Below is the extraction of most interesting opinions of other readers:
IM Jovan Petronić (Singapore) - If FIDE's aim is IOC membership (and it is), there is no discussion possible further. It is never easy to fire ones staff, but what has to be done, has to be done... delicately. As far as the grandmaster losing to an IPCA player, well, there are different types of grandmasters... This title cannot be lost, so many tend not to improve themselves any more, leading to frequent losses to amateur players. On the other hand, if stronger would never lose to weaker, we would not have any progress in chess (or anywhere else). Back to the IOC issue, one cannot be nice when playing chess, offering a draw in a winning position should not be an option here. That's all from me. If I change my mind, I will let you know, these were my initial thoughts only, that I wanted to share.
Antonio Cerina (Italy), disabled player - First of all congratulations for your site, I hope you will improve it yet! The question is not simple, because all disabilities are different, and it is impossible to generalize all the disabilities. And depends about the particular situation of the single player. I'm a physically handicapped Player, and I can tell that the only real disadvantage for a Physical handicapped player, generally is the time (note I'm handicapped but I'm not paralyzed). I believe that if you have not too big physical problems and a medium disability, you could reach very good results at international level too. And I think is not impossible to have a GM with disability. Of course there are for disabled players a little bit of difficult in plus respect non-disabled chessplayers, for the question of the time (for example in the blitz game a disabled player has a great disadvantage generally). But I can tell that in a normal tournament games with classical time limits there are no differences between disabled and non-disabled. It would be very good return at the old rule of adjournment of the game (so the disadvantage for disability in my opinion would be annulled). In my opinion the most important thing is the technical preparation and theoretical preparation. The next step would be that a disabled could be play in a national team with no disabled players (of course if he is good), for me there are no intellectual differences between disabled and non disabled, and chess is the only game that a physically disabled could play with the same possibilities of non disabled player. There is only the question of time that can be solved with adjournment (of course if you apply this rule to disabled you must apply this to non disabled too). But in conclusion more is the time less are the disadvantages. For the visual handicapped is another question and different thematics, of course the disadvantages are more for the visually handicapped. I Would be in flavour but I know that the disability is different from Physically, and there is a lot of difficult in plus for them.
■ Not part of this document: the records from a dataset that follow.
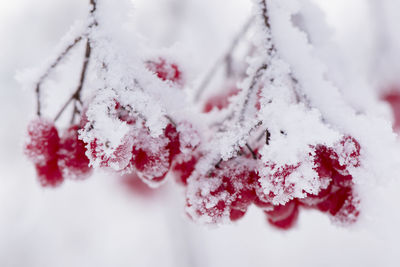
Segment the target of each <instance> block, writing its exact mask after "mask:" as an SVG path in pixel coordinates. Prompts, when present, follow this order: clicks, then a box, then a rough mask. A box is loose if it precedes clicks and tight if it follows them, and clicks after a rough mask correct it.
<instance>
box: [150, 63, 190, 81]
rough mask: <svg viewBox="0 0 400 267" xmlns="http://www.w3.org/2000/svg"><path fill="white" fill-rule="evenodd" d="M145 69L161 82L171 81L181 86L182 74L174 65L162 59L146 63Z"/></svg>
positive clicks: (174, 63) (171, 63) (178, 69)
mask: <svg viewBox="0 0 400 267" xmlns="http://www.w3.org/2000/svg"><path fill="white" fill-rule="evenodd" d="M146 67H147V68H148V69H149V70H151V71H152V72H154V73H155V74H157V77H158V78H160V79H161V80H163V81H171V82H173V83H176V84H179V85H182V83H183V80H182V72H181V71H180V69H179V67H178V65H177V64H175V63H169V62H167V61H166V60H165V59H164V58H161V57H160V58H158V59H157V60H151V61H147V62H146Z"/></svg>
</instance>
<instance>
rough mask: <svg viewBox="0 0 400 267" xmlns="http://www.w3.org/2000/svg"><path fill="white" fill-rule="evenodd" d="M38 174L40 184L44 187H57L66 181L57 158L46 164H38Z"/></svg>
mask: <svg viewBox="0 0 400 267" xmlns="http://www.w3.org/2000/svg"><path fill="white" fill-rule="evenodd" d="M36 172H37V175H38V179H39V182H40V184H41V185H42V186H44V187H56V186H59V185H60V184H61V183H62V182H63V181H64V178H63V176H62V173H61V170H60V168H59V166H58V160H57V158H55V159H52V160H50V161H47V162H45V163H44V164H41V163H39V164H36Z"/></svg>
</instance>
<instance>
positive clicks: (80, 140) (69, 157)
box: [58, 125, 91, 178]
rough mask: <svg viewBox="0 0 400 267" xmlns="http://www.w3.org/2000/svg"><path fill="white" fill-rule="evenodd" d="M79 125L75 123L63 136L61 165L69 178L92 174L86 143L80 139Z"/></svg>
mask: <svg viewBox="0 0 400 267" xmlns="http://www.w3.org/2000/svg"><path fill="white" fill-rule="evenodd" d="M79 129H80V128H79V126H78V125H73V126H71V127H70V128H68V129H67V130H66V131H65V132H64V133H63V135H62V136H61V141H60V150H59V162H58V163H59V166H60V167H61V170H62V171H63V173H64V176H65V177H68V178H85V177H86V176H87V175H89V174H90V172H91V168H90V167H89V159H88V158H87V156H86V154H85V153H86V147H85V143H84V142H83V141H82V140H80V139H79V134H78V131H79Z"/></svg>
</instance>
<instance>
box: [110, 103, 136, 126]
mask: <svg viewBox="0 0 400 267" xmlns="http://www.w3.org/2000/svg"><path fill="white" fill-rule="evenodd" d="M115 111H116V112H117V116H118V119H120V120H121V121H124V122H126V123H127V124H128V125H133V124H135V122H136V120H137V118H136V117H135V116H132V115H131V114H130V112H129V110H128V109H127V108H126V107H124V106H122V105H121V104H120V103H119V102H118V101H115Z"/></svg>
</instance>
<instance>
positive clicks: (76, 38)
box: [35, 36, 82, 117]
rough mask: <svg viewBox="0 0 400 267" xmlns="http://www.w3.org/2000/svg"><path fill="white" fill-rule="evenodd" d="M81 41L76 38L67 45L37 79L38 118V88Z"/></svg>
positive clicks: (78, 38) (37, 103)
mask: <svg viewBox="0 0 400 267" xmlns="http://www.w3.org/2000/svg"><path fill="white" fill-rule="evenodd" d="M81 40H82V36H78V37H76V38H75V39H74V41H73V42H72V43H71V44H69V45H68V46H67V47H66V48H65V49H64V50H63V51H62V52H61V53H60V54H59V55H58V57H57V58H56V59H55V60H54V62H53V63H51V65H50V66H49V67H48V68H47V69H46V71H45V72H44V74H43V75H42V76H41V77H40V78H39V81H38V82H37V83H36V89H35V93H36V101H37V110H36V114H37V115H38V116H39V117H40V116H41V103H40V93H41V91H40V88H41V86H42V83H43V82H44V80H45V79H46V78H47V77H48V76H49V75H50V73H51V71H52V70H53V69H54V68H55V67H57V65H58V64H59V63H60V62H61V61H62V60H63V59H64V58H65V56H66V55H67V54H68V53H69V51H71V49H72V48H74V47H75V46H76V45H77V44H78V43H79V42H80V41H81Z"/></svg>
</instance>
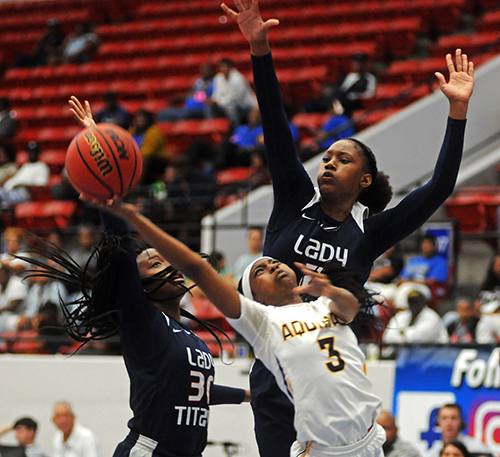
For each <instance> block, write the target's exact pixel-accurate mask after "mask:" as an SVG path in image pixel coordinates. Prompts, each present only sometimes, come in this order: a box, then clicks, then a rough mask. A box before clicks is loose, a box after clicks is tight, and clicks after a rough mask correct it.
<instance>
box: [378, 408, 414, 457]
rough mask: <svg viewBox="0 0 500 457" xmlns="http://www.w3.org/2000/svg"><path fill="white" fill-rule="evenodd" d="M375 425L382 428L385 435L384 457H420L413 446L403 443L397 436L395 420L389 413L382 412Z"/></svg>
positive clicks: (409, 443)
mask: <svg viewBox="0 0 500 457" xmlns="http://www.w3.org/2000/svg"><path fill="white" fill-rule="evenodd" d="M377 423H378V424H379V425H380V426H382V427H383V428H384V430H385V433H386V435H387V440H386V442H385V443H384V445H383V450H384V456H385V457H421V454H420V452H419V451H418V449H417V448H416V447H415V446H413V444H411V443H409V442H407V441H403V440H402V439H401V438H400V437H399V436H398V427H397V426H396V420H395V418H394V416H393V415H392V414H391V413H390V412H389V411H382V412H381V413H380V415H379V416H378V418H377Z"/></svg>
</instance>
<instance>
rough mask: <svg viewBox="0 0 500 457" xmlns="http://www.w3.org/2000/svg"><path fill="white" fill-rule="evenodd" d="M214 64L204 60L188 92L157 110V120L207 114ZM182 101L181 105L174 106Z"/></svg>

IA Alireza Mozaffari (Iran) - I think that only visually handicapped players should have such permission and other handicapped should be treated within normal players.
George (Canada) - Yes I'd say handicapped players should play in the Olympiads. I can't see why not!
Rob Vlaardingerbroek (Netherlands) - The question: Should handicapped teams play at the Olympiads? should be answered with a simple yes. Does a blind organisation like FIDE have any reason for existence is another question.